I know that when I was in the school system, the kids that were held back didn’t finish school. In a small community, when somebody fails, the whole town knew about it. And that somebody was in Grade 2 for a second and third time, they never finished Grade 2. And kids that achieved Grade 5 by the time they hit puberty, didn’t continue on in school. This is what this motion is saying they want to go back to.
This motion doesn’t fix the problem of students not achieving Grade 12 and not being at a Grade 12 level when they achieve Grade 12. This motion doesn’t achieve students that will be at the Alberta curriculum level when they graduate. What this motion does is it holds back students. Older students will be mixed in with young kids. That’s what will happen with this motion. If we don’t peer place students, then you’re going to have to deal with the parents. The parents who are sending their kids to Grade 5 who are 10 years old, want to know why there’s a 15 or 16-year-old student in that class as well. Those are the things that we have to contemplate when we’re doing something like this.

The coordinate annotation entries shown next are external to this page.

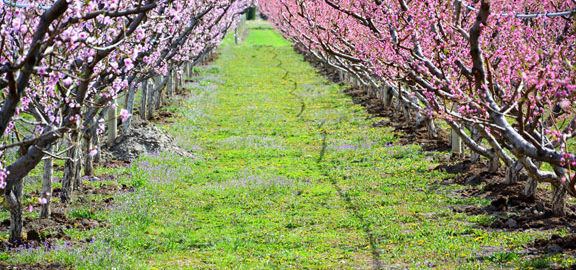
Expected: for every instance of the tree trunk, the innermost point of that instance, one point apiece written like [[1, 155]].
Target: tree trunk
[[559, 200], [152, 89], [456, 143], [388, 96], [169, 90], [88, 159], [96, 143], [14, 203], [69, 178], [144, 100], [78, 167], [158, 96], [477, 137], [112, 124], [129, 106], [495, 163], [47, 186], [432, 131], [513, 172]]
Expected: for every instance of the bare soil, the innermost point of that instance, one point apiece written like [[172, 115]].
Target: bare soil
[[144, 137]]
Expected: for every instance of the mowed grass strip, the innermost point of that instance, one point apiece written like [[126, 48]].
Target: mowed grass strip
[[291, 174]]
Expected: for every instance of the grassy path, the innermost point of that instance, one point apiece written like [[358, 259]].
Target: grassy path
[[294, 175], [291, 174]]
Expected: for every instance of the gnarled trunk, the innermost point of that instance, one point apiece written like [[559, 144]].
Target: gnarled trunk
[[14, 203], [47, 186], [559, 200], [70, 169]]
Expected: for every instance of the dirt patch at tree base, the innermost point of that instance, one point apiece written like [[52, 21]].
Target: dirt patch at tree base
[[143, 137], [41, 232]]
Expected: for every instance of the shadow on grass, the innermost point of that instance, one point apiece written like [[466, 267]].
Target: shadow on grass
[[376, 257]]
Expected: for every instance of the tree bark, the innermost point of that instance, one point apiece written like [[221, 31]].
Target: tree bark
[[68, 180], [47, 186], [456, 143], [559, 200], [14, 203], [512, 173], [88, 159], [112, 124], [152, 89], [144, 100], [129, 106]]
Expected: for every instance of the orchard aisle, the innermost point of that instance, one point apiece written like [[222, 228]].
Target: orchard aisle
[[294, 175], [290, 174]]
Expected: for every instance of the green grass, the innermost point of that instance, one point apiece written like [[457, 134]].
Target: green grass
[[291, 175]]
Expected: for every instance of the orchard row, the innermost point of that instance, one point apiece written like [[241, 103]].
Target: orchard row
[[64, 65], [501, 74]]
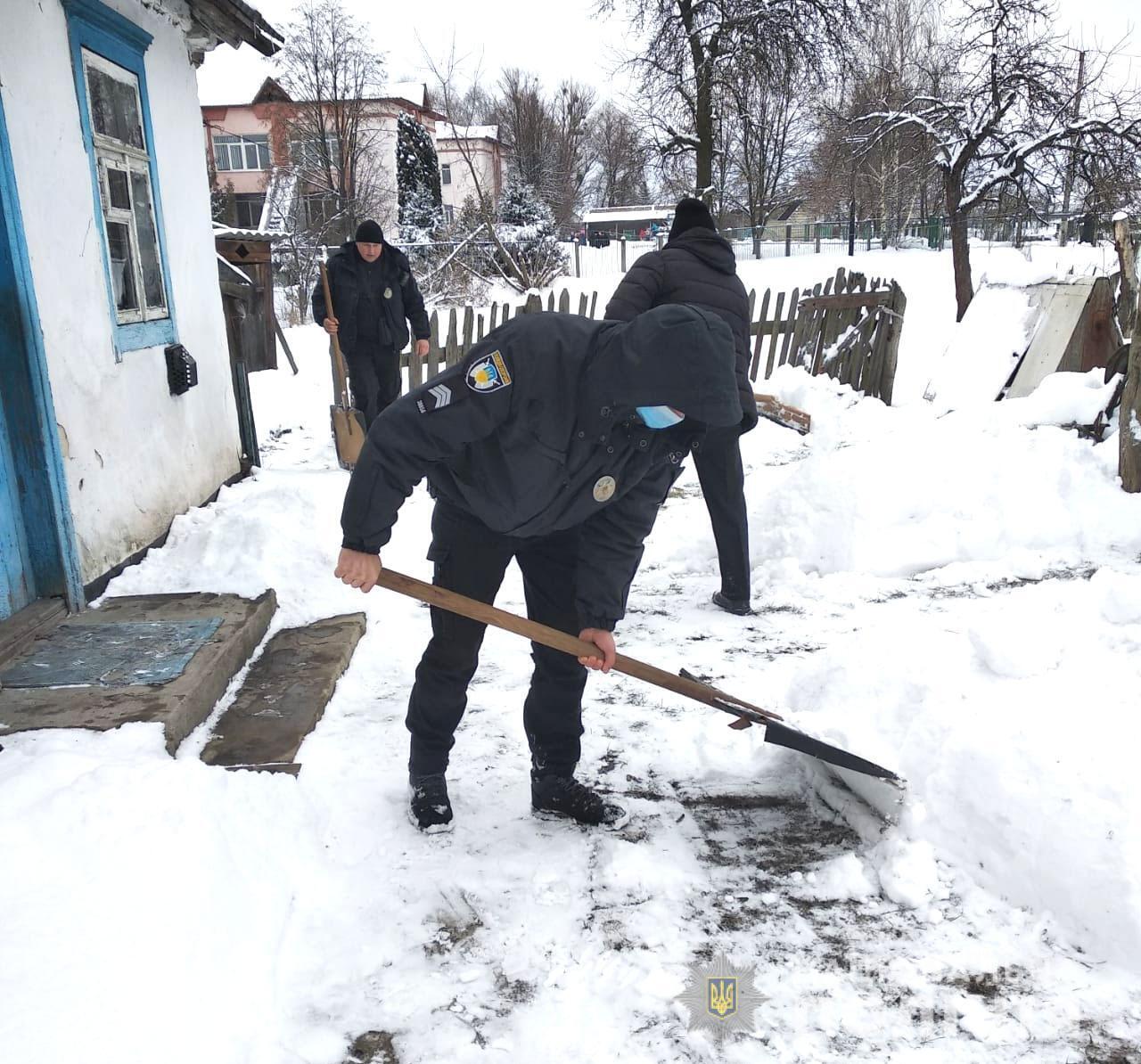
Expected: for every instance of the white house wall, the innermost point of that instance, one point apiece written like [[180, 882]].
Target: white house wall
[[135, 455]]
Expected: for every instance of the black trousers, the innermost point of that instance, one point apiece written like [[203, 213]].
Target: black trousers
[[472, 560], [722, 479], [374, 376]]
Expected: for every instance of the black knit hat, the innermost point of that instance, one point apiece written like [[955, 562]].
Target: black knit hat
[[691, 215], [370, 233]]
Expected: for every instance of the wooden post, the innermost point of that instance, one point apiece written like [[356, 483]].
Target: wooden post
[[1129, 413]]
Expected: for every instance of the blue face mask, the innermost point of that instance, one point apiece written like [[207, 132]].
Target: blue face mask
[[659, 416]]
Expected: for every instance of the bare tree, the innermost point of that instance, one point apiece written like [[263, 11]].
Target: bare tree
[[334, 138], [689, 45], [1014, 105], [620, 158], [767, 129], [571, 109]]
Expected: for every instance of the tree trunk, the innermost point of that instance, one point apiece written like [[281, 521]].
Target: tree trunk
[[1129, 416], [961, 261]]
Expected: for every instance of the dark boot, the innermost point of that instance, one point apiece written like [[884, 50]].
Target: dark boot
[[562, 798], [740, 607], [429, 807]]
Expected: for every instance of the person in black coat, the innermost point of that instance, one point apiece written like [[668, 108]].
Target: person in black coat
[[699, 267], [374, 297], [554, 441]]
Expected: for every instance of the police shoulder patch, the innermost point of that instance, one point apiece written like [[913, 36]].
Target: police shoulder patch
[[436, 397], [488, 373]]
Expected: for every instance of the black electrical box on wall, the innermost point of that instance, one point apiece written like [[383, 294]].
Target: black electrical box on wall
[[182, 370]]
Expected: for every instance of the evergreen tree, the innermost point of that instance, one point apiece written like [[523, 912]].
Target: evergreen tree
[[416, 180], [526, 229]]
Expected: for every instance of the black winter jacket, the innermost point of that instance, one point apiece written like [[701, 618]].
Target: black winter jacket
[[697, 267], [534, 431], [399, 299]]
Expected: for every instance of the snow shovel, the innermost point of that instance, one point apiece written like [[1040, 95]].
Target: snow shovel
[[685, 683], [349, 424]]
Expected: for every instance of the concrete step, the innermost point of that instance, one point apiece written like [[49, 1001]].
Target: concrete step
[[284, 696], [106, 667]]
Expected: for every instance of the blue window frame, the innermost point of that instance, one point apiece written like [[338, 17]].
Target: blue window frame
[[107, 61]]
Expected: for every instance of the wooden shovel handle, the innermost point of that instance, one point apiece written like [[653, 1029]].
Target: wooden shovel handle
[[557, 640], [339, 371]]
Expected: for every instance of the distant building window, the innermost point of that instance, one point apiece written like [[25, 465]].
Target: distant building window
[[248, 210], [309, 158], [123, 166], [250, 151]]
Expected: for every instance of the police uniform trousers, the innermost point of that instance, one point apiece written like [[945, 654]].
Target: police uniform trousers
[[722, 479], [471, 559], [374, 378]]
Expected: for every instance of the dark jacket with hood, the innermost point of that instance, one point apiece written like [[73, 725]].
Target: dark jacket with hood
[[697, 267], [535, 431], [391, 283]]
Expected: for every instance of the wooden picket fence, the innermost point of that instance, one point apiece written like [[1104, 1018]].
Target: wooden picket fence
[[847, 327]]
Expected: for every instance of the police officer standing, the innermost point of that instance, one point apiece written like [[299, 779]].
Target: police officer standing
[[699, 267], [374, 298], [554, 441]]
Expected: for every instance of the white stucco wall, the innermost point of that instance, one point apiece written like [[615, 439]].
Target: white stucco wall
[[135, 455]]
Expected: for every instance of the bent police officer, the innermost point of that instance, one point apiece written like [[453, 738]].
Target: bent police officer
[[554, 443]]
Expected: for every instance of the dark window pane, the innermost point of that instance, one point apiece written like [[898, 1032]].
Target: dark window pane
[[122, 266], [118, 190], [149, 241], [114, 106]]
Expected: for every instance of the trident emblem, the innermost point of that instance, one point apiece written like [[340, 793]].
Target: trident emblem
[[722, 997]]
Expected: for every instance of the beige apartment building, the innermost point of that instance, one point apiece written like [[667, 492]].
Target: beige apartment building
[[251, 156]]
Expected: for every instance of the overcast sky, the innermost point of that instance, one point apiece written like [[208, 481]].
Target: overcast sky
[[556, 39]]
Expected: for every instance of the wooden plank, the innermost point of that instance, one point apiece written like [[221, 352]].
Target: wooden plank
[[469, 325], [891, 351], [284, 695], [760, 335], [452, 348], [773, 343], [783, 414], [793, 308], [851, 300]]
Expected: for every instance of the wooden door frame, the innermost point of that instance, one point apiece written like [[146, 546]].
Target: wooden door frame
[[27, 390]]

There are systems built in where you have education assistance designed to address this specific issue, designed to address that the students that are operating at a lower grade function but they are all the same age. These education assistants are supporting and are able to help these students to try to achieve that level
without sticking out like a sore thumb. There are only two options with this: If we don’t have peer placement, then we hold the student back. It’s not a third option here. There are two options. Either he remains in Grade 2 or he advances to Grade 3 with the rest of the students and he continues doing Grade 2 work in Grade 3 so that student doesn’t stick out like a sore thumb.
We have to watch out. We have to care for our students. We have to make sure that we’re protecting the students as well. And the parents. The parents that want to send their children to school and expect that if they have a 10-year-old going to Grade 5 that they’re going to be in school with others in the classroom that are 10 years old also, not students that are 16.